Ganz gezielt spricht er alle Forderungen der Gewerkschaft an: Er bietet die Sicherung aller Arbeitsplätze – auch in der Logistik, den Lagern und der Verwaltung. Edeka-Chef Mosa dagegen hatte in seinem Brief an den Betriebsrat eingeräumt, „dass in einigen Bereichen Beschäftigungsverhältnisse nicht fortgesetzt werden können“. Dafür werde es dann im Edeka-Verbund Neueinstellungen geben.

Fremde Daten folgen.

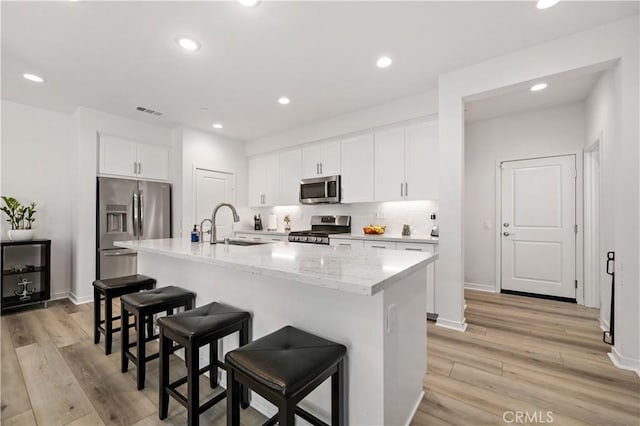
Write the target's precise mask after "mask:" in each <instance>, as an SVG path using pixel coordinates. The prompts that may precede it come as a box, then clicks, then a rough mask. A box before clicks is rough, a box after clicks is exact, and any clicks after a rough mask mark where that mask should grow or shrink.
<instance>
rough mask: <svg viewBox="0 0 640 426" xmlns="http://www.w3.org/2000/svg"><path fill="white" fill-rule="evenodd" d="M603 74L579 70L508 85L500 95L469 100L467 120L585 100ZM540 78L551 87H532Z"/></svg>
mask: <svg viewBox="0 0 640 426" xmlns="http://www.w3.org/2000/svg"><path fill="white" fill-rule="evenodd" d="M601 75H602V70H600V69H596V70H593V71H592V72H588V73H583V72H579V71H576V72H570V73H563V74H560V75H554V76H551V77H548V78H543V79H540V80H537V81H535V82H527V83H522V84H518V85H516V86H513V87H510V88H505V89H503V90H501V91H500V94H498V95H495V96H490V97H486V98H483V99H479V100H474V101H471V102H465V114H464V118H465V122H467V123H470V122H474V121H481V120H489V119H491V118H496V117H501V116H503V115H511V114H518V113H522V112H527V111H534V110H537V109H543V108H550V107H553V106H557V105H563V104H571V103H576V102H583V101H584V100H585V99H587V97H588V96H589V94H590V93H591V91H592V90H593V87H594V86H595V84H596V82H597V81H598V79H599V78H600V76H601ZM538 82H544V83H547V85H548V86H547V88H546V89H544V90H541V91H539V92H532V91H531V90H529V89H530V87H531V86H532V85H533V84H535V83H538Z"/></svg>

Doch Caparros geht noch weiter. Er sagt die Tarifbindung für alle Mitarbeiter zu und die flächendeckende Mitbestimmung durch Betriebsräte. Und er garantiert, dass kein Markt an selbstständige Kaufleute innerhalb der Rewe-Gruppe weitergegeben würde. Das wäre bei einer Übernahme durch Edeka ein ganz heikler Punkt. Denn viele selbstständige Edeka-Kaufleute zahlen weder Tarifgehälter noch gilt bei Ihnen die Mitbestimmun g. Deswegen fürchtet die Gewerkschaft Verdi, dass mittelfristig Edeka von Tengelmann übernommene Märkte an Kaufleute auslagern könnte.

Ganz pathetisch appelliert Caparros an die „unternehmerische Verantwortung“ von Tengelmann-Chef Haub und die „Tradition der Familie“. Er betont erneut, für ein Gespräch über eine Übernahme jederzeit zur Verfügung zu stehen – zum „Wohl Ihrer Mitarbeiterinnen und Mitarbeiter“.

Doch eigentlich zielt Caparros offener Brief, den alle Rewe-Vorstände mitunterschrieben haben und der mit „Liebe Freunde des Handels“ überschrieben ist, auf eine ganz andere Person. Er soll Wirtschaftsminister Gabriel zum Nachdenken bringen und ihn davon abhalten eine Erlaubnis für die Übernahme durch Edeka zu erteilen. Ob danach Rewe zum Zuge käme oder Kaiser’s Tengelmann zerschlagen oder sogar abgewickelt wird, ist Caparros dann im Zweifel wahrscheinlich egal.